医療コラム

第4回:旬の食材を食べよう 10月の旬食材 「鮭」

日本人が最も食べる魚 鮭

農林水産省によると、鮭は日本で最もよく食べられている魚だそうです。そんな日本の食卓でよく見られる鮭は主に「白鮭(シロサケ)」を指します。白鮭は9~11月までの間に生まれた川に戻って産卵します。生まれた川に戻るため東北や北海道沿岸によってきた白鮭を「秋鮭」「秋味」と呼び、この時期が旬となります。川に遡上する直前の秋鮭は脂がのって、最高に美味しい状態です。メスは卵(筋子)をたくさん抱えており、筋子やいくらも旬の時期です。身の色が赤いため赤身の魚と思われがちですが、鮭は白身魚に分類されます。
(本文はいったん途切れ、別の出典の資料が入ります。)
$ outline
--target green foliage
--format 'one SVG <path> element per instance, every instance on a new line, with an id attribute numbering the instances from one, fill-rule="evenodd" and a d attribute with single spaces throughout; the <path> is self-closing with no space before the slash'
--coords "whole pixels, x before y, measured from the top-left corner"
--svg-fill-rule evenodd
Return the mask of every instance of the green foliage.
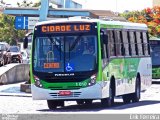
<path id="1" fill-rule="evenodd" d="M 0 41 L 16 45 L 25 36 L 25 30 L 16 30 L 14 27 L 15 17 L 0 14 Z"/>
他の白身魚に比べると脂がのって旨味が強く、また鱗を除いてすべて食べることができるため捨てるところがない魚と言われています。

おいしい鮭の選び方と保存方法

おいしい鮭を選ぶときのポイントは
「弾力」「色」「水分」です。
弾力…身がしまっていて、ふっくらしているもの。
色…皮はきれいな銀色、身は鮮やかなオレンジ色。
水分…水分が出すぎておらず、表面だけが潤っているもの。

冷蔵保存の場合は2〜3日、冷凍保存の場合は2〜3週間を目安に使い切りましょう。冷蔵保存の場合は水気をふきとり、ぴったりラップをして冷蔵します。購入した当日中に使う場合にはパックのまま保存が可能です。冷凍保存の場合は、1切れずつラップで包み、保存袋に入れます。使うときには冷蔵庫内で自然解凍がおすすめです。

鮭の栄養素

鮭は低カロリー・低脂質であることに加え、消化吸収されやすい良質なたんぱく質が主成分です。さらに、抗酸化作用のあるアスタキチンサンや、ビタミン類、生活習慣病の予防に役立つ必須脂肪酸であるEPA・DHAを豊富に含んでいます。

【アスタキサンチン】
鮭の赤い色素成分のアスタキサンチンは、ビタミンCと比べて約6,000倍もの強力な抗酸化作用があり、紫外線による肌のシワ形成を抑制する働きがあると言われています。また、目の疲れを和らげる作用や筋肉の疲労を回復する作用もあると言われています。

【EPA・DHA】
鮭に含まれるDHA(ドコサヘキサエン酸)と、EPA(エイコサペンタエン酸)という脂肪酸は血液の流れをサラサラにしたり、血管を若返らせるなどの効果があることから生活習慣病の予防のために注目されています。

【ビタミン類】
鮭には多くのビタミン類が含まれますが、その中でも特にビタミンB群とビタミンDの含有量に優れています。ビタミンDはカルシウムの吸収を促進する作用があるため、骨粗しょう症の予防にも役立つと言われています。

旬の鮭をおいしく食べるレシピ

鮭ときのこのチーズ焼き
材料(2人分)
鮭…2切れ
エリンギ…50g
しめじ…50g
玉ねぎ…1/2個
ミニトマト…4個
バター…10g
しょうゆ…大さじ1
とろけるチーズ…40g
刻みパセリ…少々

カロリー254kcal
食物繊維3.0g…食塩相当量2.1g



①エリンギは半分にして斜め薄切りに、しめじは根元を切り落としほぐす。玉ねぎは薄切りにし、ミニトマトは半分に切る。
②フライパンにバター半量を中火で溶かし、鮭を軽く焼き色がつくまで両面を焼き、取り出す
③残りのバターでエリンギ、しめじ、玉ねぎをしんなりするまで炒める。しょうゆをまわし入れ、全体に混ざったら広げて②と半分に切ったミニトマトを上にのせる。
④チーズをかけて蓋をし、チーズが溶けたら火を止め、器に盛りつけパセリをふる。

POINT:カルシウム豊富なチーズと吸収を助けるビタミンDが豊富な鮭を合わせた、育ち盛りのお子様や、骨の健康が気になるご高齢の方にもおすすめのメニューです。